Bahkan, warga Ngandat sendiri telah saling mengenal tradisi masing-masing. Contohnya untuk agama Islam setiap Idul Adha menggelar pawai yang juga dibantu oleh umat Buddha, pun sebaliknya ketika umat Buddha menggelar kegiatan juga akan dibantu.
“Tepat menjelang Waisak nanti tanggal 23 Mei, kami juga akan menggelar pawai barongsai dimulai pukul 17.00 WIB dari kampung Ngandat menuju Vihara Dhammadipa Arama. Kemudian mengikuti detik-detik waisak pada pukul 20 lebih 54′ 42″ WIB,” paparnya.

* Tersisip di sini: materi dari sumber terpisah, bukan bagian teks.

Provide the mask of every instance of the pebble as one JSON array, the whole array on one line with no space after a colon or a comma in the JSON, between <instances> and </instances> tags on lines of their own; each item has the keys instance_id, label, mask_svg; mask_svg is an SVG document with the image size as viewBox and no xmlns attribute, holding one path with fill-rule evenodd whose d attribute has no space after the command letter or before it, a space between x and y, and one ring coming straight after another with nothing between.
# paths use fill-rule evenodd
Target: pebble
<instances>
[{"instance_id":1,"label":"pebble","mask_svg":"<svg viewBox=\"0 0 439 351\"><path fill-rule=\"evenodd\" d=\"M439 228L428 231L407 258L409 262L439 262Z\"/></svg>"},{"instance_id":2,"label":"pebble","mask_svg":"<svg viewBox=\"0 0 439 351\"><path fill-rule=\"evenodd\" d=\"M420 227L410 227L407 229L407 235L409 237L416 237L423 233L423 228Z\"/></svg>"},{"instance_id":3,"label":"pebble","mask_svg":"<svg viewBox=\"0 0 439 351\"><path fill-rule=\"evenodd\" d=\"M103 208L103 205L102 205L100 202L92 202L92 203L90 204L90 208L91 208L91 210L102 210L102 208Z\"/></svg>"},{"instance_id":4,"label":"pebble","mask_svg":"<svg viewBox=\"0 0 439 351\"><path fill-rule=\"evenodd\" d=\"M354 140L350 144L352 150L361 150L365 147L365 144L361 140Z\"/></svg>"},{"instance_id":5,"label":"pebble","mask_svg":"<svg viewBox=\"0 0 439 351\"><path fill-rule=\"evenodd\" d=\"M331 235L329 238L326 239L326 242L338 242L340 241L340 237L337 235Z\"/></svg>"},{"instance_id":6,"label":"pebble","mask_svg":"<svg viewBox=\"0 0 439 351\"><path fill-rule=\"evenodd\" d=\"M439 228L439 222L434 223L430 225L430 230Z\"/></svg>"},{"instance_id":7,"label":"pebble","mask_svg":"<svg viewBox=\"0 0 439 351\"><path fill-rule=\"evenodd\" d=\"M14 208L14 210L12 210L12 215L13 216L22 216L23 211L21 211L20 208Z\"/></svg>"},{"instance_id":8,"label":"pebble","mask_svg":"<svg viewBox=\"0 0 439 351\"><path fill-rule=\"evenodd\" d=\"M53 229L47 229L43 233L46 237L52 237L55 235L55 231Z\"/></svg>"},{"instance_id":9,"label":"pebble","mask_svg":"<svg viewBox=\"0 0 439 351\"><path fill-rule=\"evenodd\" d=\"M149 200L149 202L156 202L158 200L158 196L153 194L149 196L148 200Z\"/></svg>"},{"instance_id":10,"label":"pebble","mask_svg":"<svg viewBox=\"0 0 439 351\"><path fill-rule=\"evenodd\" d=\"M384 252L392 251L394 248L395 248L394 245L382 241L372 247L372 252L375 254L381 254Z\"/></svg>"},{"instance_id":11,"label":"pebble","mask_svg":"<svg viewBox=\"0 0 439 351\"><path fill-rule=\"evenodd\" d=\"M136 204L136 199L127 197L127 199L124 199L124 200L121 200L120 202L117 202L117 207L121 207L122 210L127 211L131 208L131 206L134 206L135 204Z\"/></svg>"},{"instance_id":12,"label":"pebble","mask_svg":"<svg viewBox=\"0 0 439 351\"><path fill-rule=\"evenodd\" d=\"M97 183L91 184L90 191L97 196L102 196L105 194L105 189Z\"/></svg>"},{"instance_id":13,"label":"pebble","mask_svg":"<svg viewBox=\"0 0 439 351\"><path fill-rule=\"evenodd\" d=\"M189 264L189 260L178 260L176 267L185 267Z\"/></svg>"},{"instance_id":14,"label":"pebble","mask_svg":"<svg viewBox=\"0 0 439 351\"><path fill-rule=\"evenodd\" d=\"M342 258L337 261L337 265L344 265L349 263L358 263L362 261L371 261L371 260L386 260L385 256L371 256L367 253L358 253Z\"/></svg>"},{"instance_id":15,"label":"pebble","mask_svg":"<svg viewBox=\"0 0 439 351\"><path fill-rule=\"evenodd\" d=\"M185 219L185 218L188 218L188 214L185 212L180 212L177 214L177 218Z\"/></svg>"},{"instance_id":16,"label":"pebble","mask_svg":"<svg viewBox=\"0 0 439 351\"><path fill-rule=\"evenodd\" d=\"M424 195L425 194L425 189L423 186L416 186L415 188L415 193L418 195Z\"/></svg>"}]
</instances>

Sebelum mengikuti detik-detik prosesi Waisak, akan dilakukan prosesi memandikan rupang Buddha atau bayi Siddharta kecil di depan pintu masuk pagoda. Rencana juga ada pemutaran film Hakiki yang dibuat tim Bhante Jayamedho dalam rangka membangun toleransi antar umat beragama. Pelaksanaan Pindapata diikuti seluruh pengurus Yayasan Padepokan Dhammadipa Arama, Bem Stab Kertarajasa Patria, Wandani, Magabudhi dan Cetya Setya Dharma. Kemudian dilanjutkan dengan Tabur Bunga di TMP sebagai bentuk hormat kepada para pahlawan yang telah gugur demi kemerdekaan Indonesia. (eri/van)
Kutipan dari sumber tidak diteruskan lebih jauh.